In October 1938, Marcel Reich, a high school graduate in Berlin, was abruptly awakened by a police officer who informed him he had been expelled as a Polish Jew. This bizarre moment of normalcy—Reich wanted to give his theater ticket to his landlord—was soon overshadowed by the chaos of persecution. Reich would later survive the Warsaw Ghetto and become one of the most influential literary critics in West Germany. His story is emblematic of a broader pattern: the systematic rejection of persecuted Jews by European nations during the early years of Nazi rule.

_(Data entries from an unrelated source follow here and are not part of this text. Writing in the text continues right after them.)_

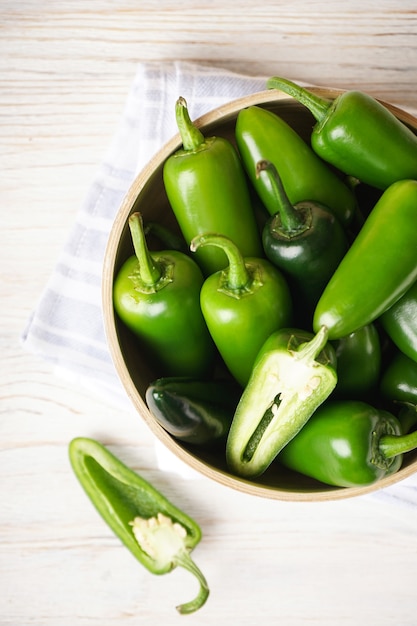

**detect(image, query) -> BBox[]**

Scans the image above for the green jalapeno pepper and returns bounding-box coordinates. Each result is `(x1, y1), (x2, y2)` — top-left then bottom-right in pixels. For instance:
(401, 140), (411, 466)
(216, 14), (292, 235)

(69, 437), (209, 613)
(191, 233), (292, 387)
(279, 400), (417, 487)
(113, 213), (216, 377)
(163, 98), (262, 275)
(256, 160), (348, 327)
(267, 76), (417, 189)
(332, 324), (382, 399)
(380, 282), (417, 361)
(313, 180), (417, 339)
(235, 106), (356, 224)
(380, 351), (417, 405)
(144, 222), (190, 254)
(226, 326), (337, 477)
(146, 377), (242, 446)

The year 1938 marked a turning point for Jewish refugees fleeing Nazi Germany. Following the annexation of Austria and the occupation of the Sudetenland, thousands of Jews found themselves caught between the borders of the German Reich, Hungary, and Poland. Many were stranded in liminal spaces, often referred to by Jewish aid organizations such as the Joint Distribution Committee as "no-man's land" for Jews. These areas became symbolic of the bureaucratic and political barriers erected against Jewish refugees seeking asylum.
Historian Susanne Heim’s research meticulously documents this period, tracing the chronology of flight from multiple perspectives—from international bodies like the League of Nations and Jewish support groups, to the Nazi regime itself and the refugees. In 1933, the League of Nations appointed James Grover McDonald as High Commissioner for Refugees from Germany. However, when he resigned in 1935, The Nation noted that his resignation might have been his greatest achievement, given the lack of progress in securing safe passage for Jewish refugees.

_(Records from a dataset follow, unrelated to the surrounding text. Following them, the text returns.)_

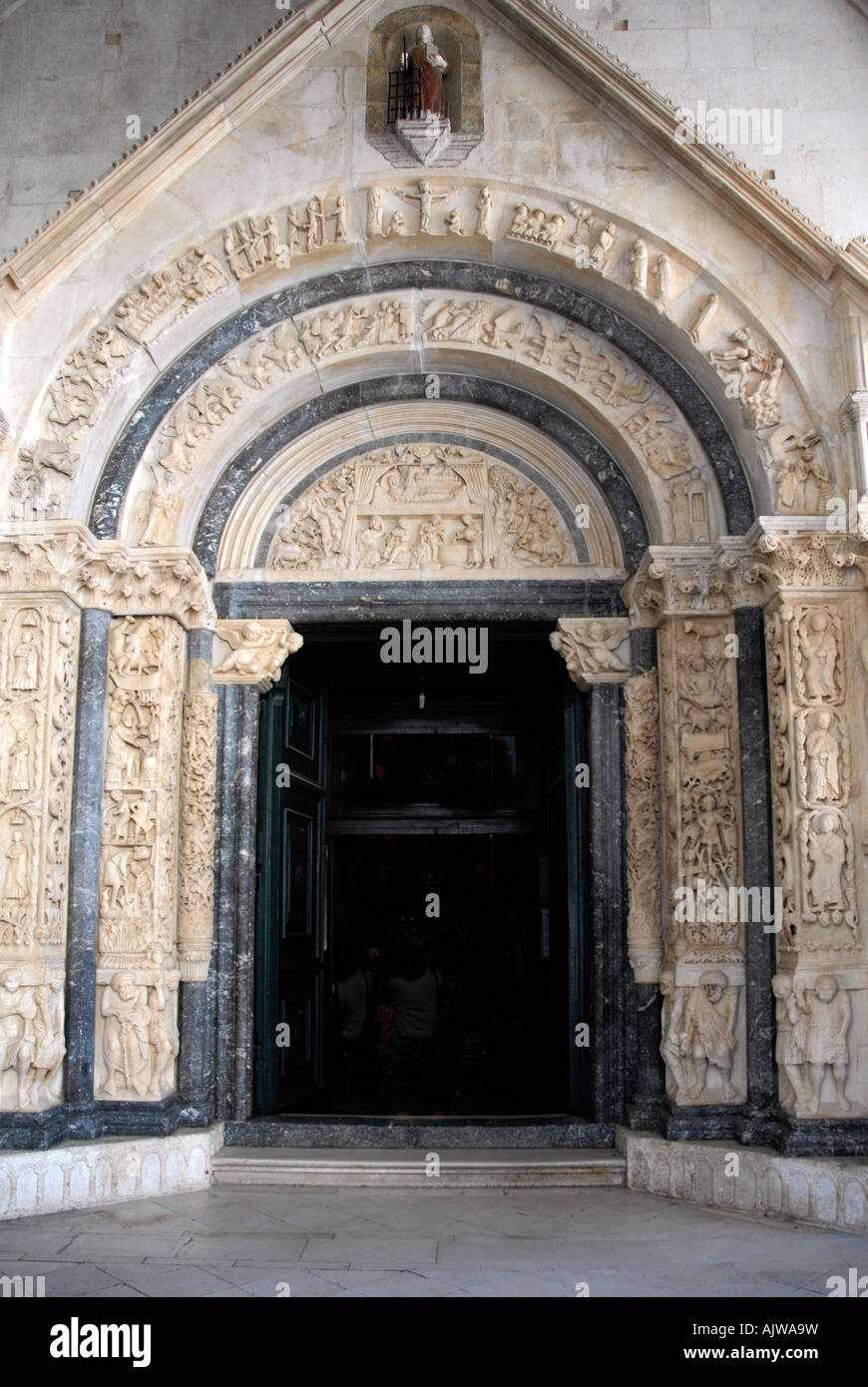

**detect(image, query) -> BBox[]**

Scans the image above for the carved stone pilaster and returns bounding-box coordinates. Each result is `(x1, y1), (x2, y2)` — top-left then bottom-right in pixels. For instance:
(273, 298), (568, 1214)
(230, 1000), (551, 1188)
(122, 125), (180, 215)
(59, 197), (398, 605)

(178, 661), (217, 982)
(0, 595), (79, 1111)
(758, 531), (868, 1118)
(657, 613), (742, 1106)
(214, 620), (303, 694)
(624, 669), (662, 982)
(95, 616), (185, 1102)
(549, 616), (630, 690)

Efforts to organize legal emigration faced significant obstacles. The Nazi regime actively undermined any attempts at diplomatic solutions, while neighboring countries refused to accept German Jews. By 1939, all efforts to facilitate organized escape remained fruitless. Only Jewish relief networks, such as the Joint, operated effectively, providing critical support to those in need.
European states generally viewed German Jews as economic migrants rather than victims of political persecution. As a result, refugees encountered a labyrinthine system of restrictive immigration laws, contradictory visa requirements, and bureaucratic hurdles that rendered documents obsolete almost immediately. From Sweden to France, surreal administrative procedures discouraged exiles from attempting to flee. For instance, Alphons Silbermann, a sociologist who fled to Paris in 1933, found himself trapped in a paradoxical situation: without a residence permit, he could not work, and without work, he could not obtain a residence permit.
A British captain described the plight of German Jews as “desperate,” noting that the Nazis had stripped them of the capital needed for emigration. Conditions worsened over time, with 1934 being comparatively better than 1935. The dramatic arc of these experiences is captured in Heim’s book, which highlights how the illusion of a legal solution collapsed after the outbreak of World War II.
The question remains why democratic nations did little to help. Britain sought to prevent Jewish immigration to Palestine to avoid entanglement in the Arab-Jewish conflict under its mandate. French Jewish representatives feared that the influx of German Jews might fuel antisemitism within their own country. While U.S. President Franklin D. Roosevelt was sympathetic to Jewish refugees, American public sentiment was strongly anti-immigrant since the 1920s. In 1939, two-thirds of Americans opposed the admission of Jewish children transported from Germany.
One proposed solution, the Rublee-Schaecht plan of 1939, aimed to finance the emigration of German Jews through contributions from American Jews. However, this initiative became irrelevant following Germany’s invasion of Poland. With the collapse of this last hope for a legal resolution, the world’s doors closed definitively on the persecuted Jews of Europe. The failure of international cooperation and national policies left countless individuals stranded in a state of limbo, where survival depended solely on the resilience of personal networks and the generosity of humanitarian organizations.